DevOps, SecOps, DBAOps, NetOps – A discussion of the problem of silos inside operations organizations, and how it is important to focus on the relationships between those groups as well as relationships with people outside of Ops. As I see it, all of the *Ops initiatives are attempts to fix the brokenness in communication that traditional software shop organizational charts create; managers and up need to realize the cost in agility that comes with creating silos. On the other hand, there is a clear benefit to specialization and building service groups around specific disciplines once a company gets to a certain size. I don’t have a good solution to this problem but spend a lot of time thinking about it… however, I do know it pays to meet the people you are working with face to face, have a beer and understand what drives those groups to make the decisions they do. I sometimes wonder if doing “embedded engineering” is the right approach, with engineers from all of the silos sitting together for the duration of a cross-functional project. If anyone has any thoughts on this I’d love to hear them.

March 18, 2010 cloud, communications, devops, performance No Comments

Performance Testing An Airline Reservation System

Until a few weeks ago I ran the performance and capacity testing team for the airline reservation system ITA develops. The group is under the umbrella of operations, which may seem out of place to many software shops, where typically the performance testing team exists in QA (or doesn’t exist at all until needed). We work very closely with development and QA as needed (and often, development has a dedicate set of engineers on performance work), and after doing performance work for the past few years, I’m convinced the best people for the job are the people that are skilled in development and systems administration (these are the DevOps people everyone is talking about). We’ve developed a lot of processes and tools to do our job and I think other people might find these ideas as useful as we have.

Testing Tools

At ITA we had to build many of the performance tools we use in-house because performance tools that could speak the airline industry protocols used by many interfaces to a reservations system (MATIP, for example) don’t exist. We also have a set of custom XML interfaces as well as a large collection of other interfaces that we need to send traffic to, or read instrumentation from. Our initial load generation script not only generated this traffic but also took care of all the other functions required to run an experiment, but this monolithic script didn’t scale. We ended up breaking up that script into agents that can be distributed across many machines, with each agent performing a single function needed for a load test. The agents are run by a master scheduling script which co-ordinates agent start and stop. In this way we can be sure that instrumentation requests aren’t blocking the load generation tools from working, and we can also schedule periodic events, report status, and do the hundred other things required for a full-system load test.

We gather a lot of metrics during a test, and for every major performance test we automatically generate a dashboard to help us drill into the results, a subset of which looks like this:

We gather this data from the system via SNMP, munin, per-component instrumentation, and other monitoring tools. We’ve been very happy with munin in particular as you can quickly add support for gathering new data types from remote hosts by writing simple Perl scripts.

Continuous Automated Testing

In any large system I’ve worked on the hardest problems are the integration problems, and a complex multi-component system such as a reservation system has these in spades.
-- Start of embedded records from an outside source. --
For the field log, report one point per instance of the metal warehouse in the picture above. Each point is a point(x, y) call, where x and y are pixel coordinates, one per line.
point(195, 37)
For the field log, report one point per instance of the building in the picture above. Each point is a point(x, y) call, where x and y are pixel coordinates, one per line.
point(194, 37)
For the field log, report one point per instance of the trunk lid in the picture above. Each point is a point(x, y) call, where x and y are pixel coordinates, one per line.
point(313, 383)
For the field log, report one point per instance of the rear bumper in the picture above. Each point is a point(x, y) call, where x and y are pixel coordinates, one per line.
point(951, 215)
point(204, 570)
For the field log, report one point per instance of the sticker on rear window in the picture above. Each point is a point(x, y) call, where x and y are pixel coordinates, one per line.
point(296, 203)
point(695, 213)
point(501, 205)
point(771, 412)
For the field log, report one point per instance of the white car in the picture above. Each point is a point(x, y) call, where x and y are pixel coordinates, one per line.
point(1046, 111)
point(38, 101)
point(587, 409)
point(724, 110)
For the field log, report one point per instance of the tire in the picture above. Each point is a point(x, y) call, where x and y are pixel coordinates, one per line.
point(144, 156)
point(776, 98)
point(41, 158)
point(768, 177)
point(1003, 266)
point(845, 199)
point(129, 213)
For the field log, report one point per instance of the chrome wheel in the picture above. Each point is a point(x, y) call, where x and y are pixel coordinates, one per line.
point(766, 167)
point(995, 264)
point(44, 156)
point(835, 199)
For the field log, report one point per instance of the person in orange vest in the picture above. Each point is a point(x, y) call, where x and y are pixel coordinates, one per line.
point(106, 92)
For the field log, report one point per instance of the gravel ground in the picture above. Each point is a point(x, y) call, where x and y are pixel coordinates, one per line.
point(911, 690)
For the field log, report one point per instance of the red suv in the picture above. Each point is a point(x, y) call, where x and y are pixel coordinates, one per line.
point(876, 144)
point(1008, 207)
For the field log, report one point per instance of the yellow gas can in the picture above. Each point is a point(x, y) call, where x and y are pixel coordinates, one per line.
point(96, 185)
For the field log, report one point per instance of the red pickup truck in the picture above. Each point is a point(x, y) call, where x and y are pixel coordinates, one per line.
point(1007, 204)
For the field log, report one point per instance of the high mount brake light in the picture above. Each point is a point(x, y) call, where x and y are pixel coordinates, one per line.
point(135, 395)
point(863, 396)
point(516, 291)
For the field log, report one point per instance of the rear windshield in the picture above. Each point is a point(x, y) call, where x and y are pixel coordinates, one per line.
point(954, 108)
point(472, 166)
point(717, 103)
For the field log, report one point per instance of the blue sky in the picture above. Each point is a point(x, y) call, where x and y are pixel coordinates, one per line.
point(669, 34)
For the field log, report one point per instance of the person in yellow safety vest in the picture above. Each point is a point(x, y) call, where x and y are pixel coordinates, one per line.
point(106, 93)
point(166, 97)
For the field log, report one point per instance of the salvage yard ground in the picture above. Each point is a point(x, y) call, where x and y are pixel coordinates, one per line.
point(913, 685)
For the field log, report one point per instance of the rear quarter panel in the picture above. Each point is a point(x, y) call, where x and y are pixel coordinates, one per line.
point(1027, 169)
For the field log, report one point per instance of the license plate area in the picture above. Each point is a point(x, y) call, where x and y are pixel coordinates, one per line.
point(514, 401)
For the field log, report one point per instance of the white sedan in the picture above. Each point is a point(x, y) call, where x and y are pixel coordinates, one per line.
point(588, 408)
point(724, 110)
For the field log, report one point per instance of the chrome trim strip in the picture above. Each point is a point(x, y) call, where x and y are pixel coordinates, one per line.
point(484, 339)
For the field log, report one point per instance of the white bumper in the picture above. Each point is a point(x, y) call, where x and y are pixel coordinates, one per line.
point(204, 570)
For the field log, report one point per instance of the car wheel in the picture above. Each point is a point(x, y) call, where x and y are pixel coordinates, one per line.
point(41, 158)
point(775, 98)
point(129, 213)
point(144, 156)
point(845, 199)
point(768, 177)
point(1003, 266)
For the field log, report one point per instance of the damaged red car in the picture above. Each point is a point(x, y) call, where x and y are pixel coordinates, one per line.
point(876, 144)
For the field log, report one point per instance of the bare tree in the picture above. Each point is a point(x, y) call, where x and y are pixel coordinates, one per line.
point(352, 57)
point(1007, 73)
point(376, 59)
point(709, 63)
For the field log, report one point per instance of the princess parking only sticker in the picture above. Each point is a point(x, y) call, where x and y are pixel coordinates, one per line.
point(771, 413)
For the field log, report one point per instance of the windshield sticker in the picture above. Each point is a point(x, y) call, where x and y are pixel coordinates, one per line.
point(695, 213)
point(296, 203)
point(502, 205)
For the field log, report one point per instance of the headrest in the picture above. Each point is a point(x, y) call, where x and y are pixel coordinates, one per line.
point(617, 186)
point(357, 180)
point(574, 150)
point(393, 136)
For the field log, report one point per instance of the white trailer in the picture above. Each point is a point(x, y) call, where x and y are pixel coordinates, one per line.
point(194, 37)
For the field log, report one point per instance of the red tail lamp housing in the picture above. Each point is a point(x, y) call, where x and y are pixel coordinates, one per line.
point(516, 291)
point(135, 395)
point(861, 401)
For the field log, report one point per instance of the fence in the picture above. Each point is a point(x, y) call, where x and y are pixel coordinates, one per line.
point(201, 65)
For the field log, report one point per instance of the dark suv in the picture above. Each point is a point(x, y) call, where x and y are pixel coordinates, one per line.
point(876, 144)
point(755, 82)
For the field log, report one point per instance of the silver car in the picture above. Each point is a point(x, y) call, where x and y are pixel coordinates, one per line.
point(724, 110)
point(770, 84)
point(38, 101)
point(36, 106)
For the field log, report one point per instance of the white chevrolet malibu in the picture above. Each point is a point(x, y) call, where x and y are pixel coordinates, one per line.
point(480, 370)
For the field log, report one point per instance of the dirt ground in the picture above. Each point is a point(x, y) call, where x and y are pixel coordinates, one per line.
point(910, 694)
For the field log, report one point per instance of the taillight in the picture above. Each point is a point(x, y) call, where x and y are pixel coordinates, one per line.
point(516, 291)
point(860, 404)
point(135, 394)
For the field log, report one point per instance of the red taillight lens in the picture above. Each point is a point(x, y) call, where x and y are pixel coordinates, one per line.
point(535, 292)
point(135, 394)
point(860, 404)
When we started doing performance testing, most of the system components weren’t finished and the interfaces between components kept changing. Furthermore, airline schedules, inventory and availability change rapidly over time.
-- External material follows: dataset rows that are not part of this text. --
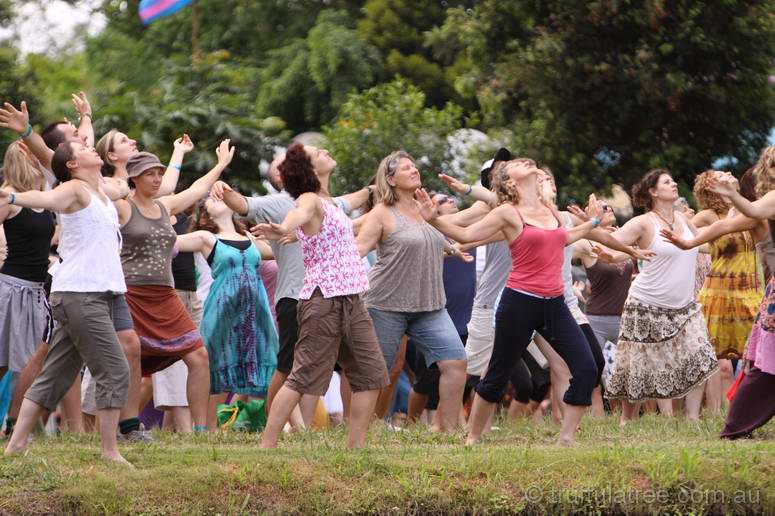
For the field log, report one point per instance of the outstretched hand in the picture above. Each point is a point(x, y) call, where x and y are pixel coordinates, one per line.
point(454, 184)
point(225, 153)
point(428, 208)
point(183, 144)
point(15, 119)
point(81, 104)
point(673, 238)
point(218, 189)
point(269, 231)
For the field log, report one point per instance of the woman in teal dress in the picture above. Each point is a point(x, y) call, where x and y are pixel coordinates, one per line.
point(237, 326)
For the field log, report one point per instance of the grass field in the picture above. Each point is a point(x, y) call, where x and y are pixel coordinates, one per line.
point(652, 466)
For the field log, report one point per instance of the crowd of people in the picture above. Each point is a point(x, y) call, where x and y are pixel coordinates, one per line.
point(117, 287)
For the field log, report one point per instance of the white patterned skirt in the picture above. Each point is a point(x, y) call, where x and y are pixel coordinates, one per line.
point(662, 353)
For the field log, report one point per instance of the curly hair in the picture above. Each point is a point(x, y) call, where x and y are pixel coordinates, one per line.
point(500, 186)
point(707, 199)
point(641, 197)
point(201, 219)
point(766, 163)
point(386, 193)
point(297, 172)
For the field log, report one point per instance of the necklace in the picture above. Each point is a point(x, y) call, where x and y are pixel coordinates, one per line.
point(669, 224)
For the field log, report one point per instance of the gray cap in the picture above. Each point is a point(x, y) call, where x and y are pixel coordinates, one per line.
point(141, 162)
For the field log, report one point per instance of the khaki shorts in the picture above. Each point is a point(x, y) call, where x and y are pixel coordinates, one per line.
point(337, 329)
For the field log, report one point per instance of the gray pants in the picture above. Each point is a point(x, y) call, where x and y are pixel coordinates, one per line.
point(85, 334)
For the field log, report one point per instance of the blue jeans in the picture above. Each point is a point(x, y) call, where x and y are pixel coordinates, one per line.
point(433, 333)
There are countless factors that play into the performance and scalability of a complex system, and there are many philosophies around testing such systems, but in this post I want to discuss the technique that saves us the most time and money: continuous automated performance testing.

As discussed in the groundbreaking article Continuous Integration & Deployment In The Airline Industry [note: article not groundbreaking], ITA uses Hudson to build and test a complete reservation system on each check-in to the source tree (provided a build is not in progress). Hudson deploys the built software to a cluster of machines that are dedicated to continuous performance testing. After deployment, the load test master control software I discussed earlier runs a fixed scenario of load against the newly-deployed software. After a run completes, we store all of the results and instrumentation data in a database and update the graphs which trend test results over time. If our scripts find too much deviation in run time or throughput between this run and the previous runs, we set a status code so that Hudson can tell the people who’ve checked in since the last run that they may have broken the build.
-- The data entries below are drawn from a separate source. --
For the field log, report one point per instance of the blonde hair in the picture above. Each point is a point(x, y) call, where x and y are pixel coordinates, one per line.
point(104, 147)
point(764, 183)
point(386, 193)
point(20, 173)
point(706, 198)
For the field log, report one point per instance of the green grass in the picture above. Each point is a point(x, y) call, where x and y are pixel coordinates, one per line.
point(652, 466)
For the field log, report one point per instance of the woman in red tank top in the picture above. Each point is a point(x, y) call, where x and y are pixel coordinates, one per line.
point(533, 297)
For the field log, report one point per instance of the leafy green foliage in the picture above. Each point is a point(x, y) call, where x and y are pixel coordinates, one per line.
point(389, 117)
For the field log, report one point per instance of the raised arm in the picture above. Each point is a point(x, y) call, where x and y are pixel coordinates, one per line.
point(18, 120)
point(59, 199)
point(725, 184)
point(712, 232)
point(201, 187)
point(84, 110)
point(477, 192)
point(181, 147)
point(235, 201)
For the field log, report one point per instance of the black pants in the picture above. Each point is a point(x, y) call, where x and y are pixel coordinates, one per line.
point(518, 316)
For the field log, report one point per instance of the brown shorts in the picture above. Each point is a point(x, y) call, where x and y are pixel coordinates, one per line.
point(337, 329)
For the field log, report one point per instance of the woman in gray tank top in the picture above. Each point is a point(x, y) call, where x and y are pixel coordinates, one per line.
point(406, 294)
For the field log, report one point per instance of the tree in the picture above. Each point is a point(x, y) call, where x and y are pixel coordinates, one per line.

Having a visual representation of performance issues in the continuous test environment has helped us tremendously because it both shortens the debug time and lets us see patterns of performance over time. Here’s an example of our throughput graph for a single component when someone breaks the build (click on the image for a larger version):

Along the X axis are revision numbers, and on our system the graph will show you the commit messages and the usernames of everyone who committed for each revision when you mouse over the data points. We also make the graph very user-friendly with a “green lines are good, red lines are bad” design. Clicking on a data point will bring you to our internal source code repository browser.

Throughput, which is shown in the above graph, is only one side of the story. What about the run time of the system during the issue with revision 346626?

The multiple trend lines in this graph represent the timings reported by each instrumentation layer in this component. In the case above the graph is saying that the issue is not with CPU time consumed by the component (that trend is flat), but is instead with time spent in the database. This helps us quickly narrow down where to start looking for the cause of the performance problem. In this example, the developer fixed the issue quickly because the developer had notification of the failed test within an hour of check-in and had all the tools and data needed to isolate and resolve the problem.

At ITA we have environments we use to run large-scale performance tests, but the setup, execution and analysis for such tests are very expensive in terms of computers (many hundreds) and people (tens for what may be a few weeks for a single test). Those resources aren’t cheap, and the wins from automating performance testing finding a single bug save us more then the cost of the computers and people we invested in building this system — and we routinely see 2-3 performance regressions in a month.

It doesn’t take many computing resources to build a system like the one I’ve described. Here are some tips for doing this yourself:

Use real machines, as virtual machines suffer from the other guests on the same machine
Define a fixed workload you can replay via your load generation tool as this lets you establish a baseline to trend and alert from
Make sure your workload represents the majority of the types of load you’d see in production
Start simple and add metrics and instrumentation as you need them, not before
Don’t worry about fancy presentation of the results – it is more important that you start getting results
Publicize your testing system widely once it is up and running to help spread a philosophy of continuous testing in your organization

If you’ve got any questions I’d be happy to answer them in the comments and would love to hear about any systems like this that other people have built.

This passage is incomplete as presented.